The Supreme Court Rules in Favor of Property Owners

EDIT: 2012-03-22: 12:33: Zerg539 pointed out what I entirely missed, this ruling simply allows Sacketts to take this case to court. Ignore what I said below, I now longer thing this ruling is good enough. If something the government does appears to be good, it’s probably not. Also, I should read things a bit closer from time to time.

The Supreme Court, the same court that rules property can be seized via eminent domain when influential property owners desired it, has actually made a ruling in favor of land owners. Sackett v. EPA started when the Environmental Protection Agency (EPA) told Mike Sackett that he couldn’t develop the property he purchased because it was a wetland, unless of course he paid the EPA a $250,000 extortion fee for a permit who would then decide whether or not the land could be developed (even when you pay the extortion fee you have no guarantee). The Supreme Court ruled that Sackett could develop his property:

The position taken in this case by the Federal Government—a position that the Court now squarely rejects—would have put the property rights of ordinary Americans entirely at the mercy of Environmental Protection Agency(EPA) employees.
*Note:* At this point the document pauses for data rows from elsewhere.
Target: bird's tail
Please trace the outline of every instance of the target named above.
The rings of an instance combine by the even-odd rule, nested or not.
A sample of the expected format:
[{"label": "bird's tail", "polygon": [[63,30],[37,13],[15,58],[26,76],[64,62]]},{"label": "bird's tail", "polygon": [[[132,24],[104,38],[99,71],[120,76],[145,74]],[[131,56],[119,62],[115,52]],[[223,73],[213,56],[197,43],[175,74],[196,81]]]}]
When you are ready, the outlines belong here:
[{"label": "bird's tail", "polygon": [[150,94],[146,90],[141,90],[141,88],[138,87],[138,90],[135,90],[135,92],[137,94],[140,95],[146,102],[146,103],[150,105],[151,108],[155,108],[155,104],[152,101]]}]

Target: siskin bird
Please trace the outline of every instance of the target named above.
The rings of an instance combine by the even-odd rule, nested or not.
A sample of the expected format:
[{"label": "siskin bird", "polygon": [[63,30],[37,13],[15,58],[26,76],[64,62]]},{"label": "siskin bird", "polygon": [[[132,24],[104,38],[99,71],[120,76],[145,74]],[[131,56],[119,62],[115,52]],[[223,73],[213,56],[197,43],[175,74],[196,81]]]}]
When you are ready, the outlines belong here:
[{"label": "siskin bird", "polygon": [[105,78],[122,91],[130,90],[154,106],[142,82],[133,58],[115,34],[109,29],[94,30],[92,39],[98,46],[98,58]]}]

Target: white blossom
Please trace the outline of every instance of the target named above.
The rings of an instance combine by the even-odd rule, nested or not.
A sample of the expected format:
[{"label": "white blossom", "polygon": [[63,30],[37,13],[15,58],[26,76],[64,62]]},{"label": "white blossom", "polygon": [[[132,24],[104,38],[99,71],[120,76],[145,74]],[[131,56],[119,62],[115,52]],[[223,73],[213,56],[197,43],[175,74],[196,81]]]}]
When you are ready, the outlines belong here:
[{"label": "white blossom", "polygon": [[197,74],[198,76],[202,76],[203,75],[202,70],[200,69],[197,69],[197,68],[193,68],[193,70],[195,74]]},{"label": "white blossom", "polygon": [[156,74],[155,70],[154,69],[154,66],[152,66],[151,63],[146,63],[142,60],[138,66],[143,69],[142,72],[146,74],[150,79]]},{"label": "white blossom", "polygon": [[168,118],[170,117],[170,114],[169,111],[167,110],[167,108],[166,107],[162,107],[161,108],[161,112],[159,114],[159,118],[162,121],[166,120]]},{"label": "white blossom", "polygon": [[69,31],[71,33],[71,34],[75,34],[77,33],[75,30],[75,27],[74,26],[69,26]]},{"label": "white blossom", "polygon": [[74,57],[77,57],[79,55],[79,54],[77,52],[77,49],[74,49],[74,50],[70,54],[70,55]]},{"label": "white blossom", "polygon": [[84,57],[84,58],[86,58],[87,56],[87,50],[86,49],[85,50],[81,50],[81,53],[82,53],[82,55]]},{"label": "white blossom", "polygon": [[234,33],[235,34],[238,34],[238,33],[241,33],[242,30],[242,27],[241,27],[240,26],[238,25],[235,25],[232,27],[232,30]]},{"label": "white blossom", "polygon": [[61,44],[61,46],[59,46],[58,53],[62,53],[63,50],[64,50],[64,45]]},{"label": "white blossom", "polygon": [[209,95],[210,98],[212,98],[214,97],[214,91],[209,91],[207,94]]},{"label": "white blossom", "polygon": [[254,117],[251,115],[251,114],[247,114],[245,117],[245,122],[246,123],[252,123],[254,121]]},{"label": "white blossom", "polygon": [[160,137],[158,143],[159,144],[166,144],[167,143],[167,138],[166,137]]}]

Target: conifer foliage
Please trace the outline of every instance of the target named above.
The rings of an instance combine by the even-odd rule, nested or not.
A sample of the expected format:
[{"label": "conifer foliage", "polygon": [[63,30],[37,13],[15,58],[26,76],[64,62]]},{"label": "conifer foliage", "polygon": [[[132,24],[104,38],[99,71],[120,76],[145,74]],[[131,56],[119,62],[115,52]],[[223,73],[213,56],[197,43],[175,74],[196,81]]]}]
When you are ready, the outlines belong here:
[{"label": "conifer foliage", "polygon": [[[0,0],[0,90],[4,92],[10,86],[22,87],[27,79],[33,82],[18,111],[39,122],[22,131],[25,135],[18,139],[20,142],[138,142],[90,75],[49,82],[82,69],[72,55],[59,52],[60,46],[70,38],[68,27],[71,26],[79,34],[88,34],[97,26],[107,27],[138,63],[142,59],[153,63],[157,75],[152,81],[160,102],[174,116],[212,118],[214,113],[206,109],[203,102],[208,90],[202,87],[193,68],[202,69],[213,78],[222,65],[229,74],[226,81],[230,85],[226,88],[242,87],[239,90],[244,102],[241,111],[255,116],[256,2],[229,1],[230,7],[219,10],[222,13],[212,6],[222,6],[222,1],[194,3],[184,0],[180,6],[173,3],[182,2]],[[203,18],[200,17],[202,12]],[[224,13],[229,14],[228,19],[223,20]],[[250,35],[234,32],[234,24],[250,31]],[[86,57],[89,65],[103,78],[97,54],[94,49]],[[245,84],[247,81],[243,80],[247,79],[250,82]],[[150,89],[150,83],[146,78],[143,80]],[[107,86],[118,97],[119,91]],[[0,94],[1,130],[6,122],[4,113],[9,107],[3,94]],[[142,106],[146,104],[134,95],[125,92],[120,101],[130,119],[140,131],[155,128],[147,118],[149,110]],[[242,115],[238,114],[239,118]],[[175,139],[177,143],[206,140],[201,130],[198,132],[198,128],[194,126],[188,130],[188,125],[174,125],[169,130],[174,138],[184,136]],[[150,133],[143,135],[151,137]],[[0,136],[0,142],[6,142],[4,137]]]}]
The reach of the Clean Water Act is notoriously unclear. Any piece of land that is wet at least part of the year is in danger of being classified by EPA employees as wetlands covered by the Act, and according to the Federal Government, if property owners begin to construct a home on a lot that the agency thinks possesses the requisite wetness, the property owners are at the agency’s mercy. The EPA may issue a compliance order demanding that the owners cease construction, engage in expensive remedial measures, and abandon any use of the property. If the owners do not do the EPA’s bidding, they may be fined up to $75,000 per day ($37,500 for violating the Act and another $37,500 for violating the compliance order). And if the owners want their day in court to show that their lot does not include covered wetlands, well, as a practical matter, that is just too bad. Until the EPA sues them, they are blocked from access to the courts, and the EPA may wait as long as it wants before deciding to sue. By that time, the potential fines may easily have reached the millions. In a nation that values due process, not to mention private property, such treatment is unthinkable.

The complete ruling can be found here [PDF]. It’s good to see justice appearing once in a while, although it’s sad that Sackett had to suffer the expensive in time and money just so he could build a damned house on his property.